Sleep No More: Part II

If you haven’t read Part I, you may want to do so here so this post makes any sense.

Sleep No More, Continued

Soon, you would catch a glance of an actor, the only creatures milling about without masks. The mute actors rarely acknowledged your presence, but when they did, it was transformative. They danced, undressed, cried, lamented and exalted in the disorienting dimness. For the days prior, I obnoxiously forbid my friends to tell me what to expect from the theatrical experience, so I seriously had no idea what the hell was going on. Sleep No More would not be an ideal place for those with a low tolerance for ambiguity. The only advice I allowed myself to absorb was Steve’s: “Follow the naked man.” Good advice on any day. I entered a strobe-lighted room to find a simulated orgy in progress. Half-clad female actors and completely nude male actors (unless you count the enormous bull head engulfing his head) laughing and ravishing each other. A pregnant madam. A plastic baby upon a bloody altar. MacBeth was not an upbeat play. Satisfied, the naked man snaked through the white plastic-faced crowd into a bathroom. I crowded in close as he showered. He impatiently gestured to the on-lookers to hand him a towel, undergarments, socks. I helped him put on his pants. As quickly as he entered the shower, he was dressed and floating down the hall to meet another scene. In the Orphanage, perhaps.

I sat down in a vacant tub, one of eight in the asylum community bathroom. As I absorbed the scene, an actress walked into the room flanked by a curious audience. She lowered herself gently into the murky water of the room’s center tub and stripped off her long-sleeved nightgown. I watched for a while then made my way to a large medical ward with nine wire-framed cross-blessed twin beds. I laid down on the worn-out mattress next to the cot filled with flat rocks and breathed deep. A few moments later, a fellow voyeur rushed past the bunks, took a glance at my form and exclaimed plainly under his mask, “That’s creepy.” And thus, the crowd unwittingly lends itself to the collective experience. “He called me ‘creepy’!” I fawned in my head.

sleep no more

If the crowd followed an actor one way, I tended to dash the other direction, being a bit crowd-adverse and distancing myself from the lemmings. This tendency is probably why I was in a constant state of blissful confusion. I kept finding myself in the throes of a scene in progress or better yet, alone in a dusty bedroom only to be burst upon by a barefoot actor with an entourage. Though my friends all enjoyed the immersive experience in our own way, each of us came away with a definitive appreciation for aspects of the play. One friend realized she prefers a more straight-forward story and was not as compelled as Penny and I were from the provocative imagery. Trying to find the right word to describe our individual experience, Penny and I settled on: titillating.

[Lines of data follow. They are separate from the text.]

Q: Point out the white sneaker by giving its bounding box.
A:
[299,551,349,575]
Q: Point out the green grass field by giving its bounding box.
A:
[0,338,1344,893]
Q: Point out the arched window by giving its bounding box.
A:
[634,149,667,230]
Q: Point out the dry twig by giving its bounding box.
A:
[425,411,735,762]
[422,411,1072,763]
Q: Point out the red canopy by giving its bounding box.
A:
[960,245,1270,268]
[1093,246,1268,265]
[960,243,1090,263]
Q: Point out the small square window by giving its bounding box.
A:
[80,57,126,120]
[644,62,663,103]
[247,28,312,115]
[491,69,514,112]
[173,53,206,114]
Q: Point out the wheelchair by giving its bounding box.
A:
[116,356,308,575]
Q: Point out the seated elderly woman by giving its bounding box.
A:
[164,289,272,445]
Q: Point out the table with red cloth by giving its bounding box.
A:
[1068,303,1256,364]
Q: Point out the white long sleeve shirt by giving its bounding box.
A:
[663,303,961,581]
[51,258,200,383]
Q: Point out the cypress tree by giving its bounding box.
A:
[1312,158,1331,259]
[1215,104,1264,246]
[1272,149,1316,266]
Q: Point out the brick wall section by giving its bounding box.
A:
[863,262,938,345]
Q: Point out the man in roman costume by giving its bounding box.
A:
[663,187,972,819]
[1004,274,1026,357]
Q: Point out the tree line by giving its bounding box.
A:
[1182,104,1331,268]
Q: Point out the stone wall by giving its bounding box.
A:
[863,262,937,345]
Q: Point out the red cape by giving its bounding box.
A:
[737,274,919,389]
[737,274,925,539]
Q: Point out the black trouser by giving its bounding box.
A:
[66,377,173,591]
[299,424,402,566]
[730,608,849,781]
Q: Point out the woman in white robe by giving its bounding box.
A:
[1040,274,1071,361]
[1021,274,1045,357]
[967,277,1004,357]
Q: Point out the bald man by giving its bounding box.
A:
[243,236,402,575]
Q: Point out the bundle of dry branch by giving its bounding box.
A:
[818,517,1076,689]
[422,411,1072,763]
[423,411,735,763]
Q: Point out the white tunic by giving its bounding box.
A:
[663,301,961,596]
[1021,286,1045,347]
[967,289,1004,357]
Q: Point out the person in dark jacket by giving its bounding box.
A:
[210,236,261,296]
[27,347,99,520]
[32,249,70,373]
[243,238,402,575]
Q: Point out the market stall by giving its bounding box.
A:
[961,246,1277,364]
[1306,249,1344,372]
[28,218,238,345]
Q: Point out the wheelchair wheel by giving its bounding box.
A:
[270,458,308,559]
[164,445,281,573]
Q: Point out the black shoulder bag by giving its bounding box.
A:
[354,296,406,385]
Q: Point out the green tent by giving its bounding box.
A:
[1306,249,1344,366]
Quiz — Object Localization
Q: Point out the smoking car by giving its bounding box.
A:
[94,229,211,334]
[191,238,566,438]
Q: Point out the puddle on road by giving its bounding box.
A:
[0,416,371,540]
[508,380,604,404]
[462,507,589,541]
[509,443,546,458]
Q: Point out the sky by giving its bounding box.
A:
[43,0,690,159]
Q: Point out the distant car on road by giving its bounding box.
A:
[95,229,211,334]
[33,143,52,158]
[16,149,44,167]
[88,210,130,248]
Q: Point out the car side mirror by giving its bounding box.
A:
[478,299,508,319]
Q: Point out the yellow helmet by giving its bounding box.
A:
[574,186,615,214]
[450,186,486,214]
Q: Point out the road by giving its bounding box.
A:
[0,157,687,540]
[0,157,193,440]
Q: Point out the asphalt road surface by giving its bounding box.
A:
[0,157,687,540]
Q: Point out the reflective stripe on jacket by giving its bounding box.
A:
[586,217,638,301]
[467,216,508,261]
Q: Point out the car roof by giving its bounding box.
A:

At the conclusion of the play, the patrons were nudged into a large ballroom. We watched in unsettled intrigue as violence hung deep in the air. Yes, that sentence is not supposed to make any sense. I can’t spoil everything for you!

sleep no more

We walked somberly to the place in which we started the night, the Manderley Bar, a velvet-swathed speak-easy offering absinthe shots and dreamy crooners onstage. If there wasn’t a pin-up girl selling cigarettes from a box suspended from her neck, there should have been. Welcome to The Hotel California.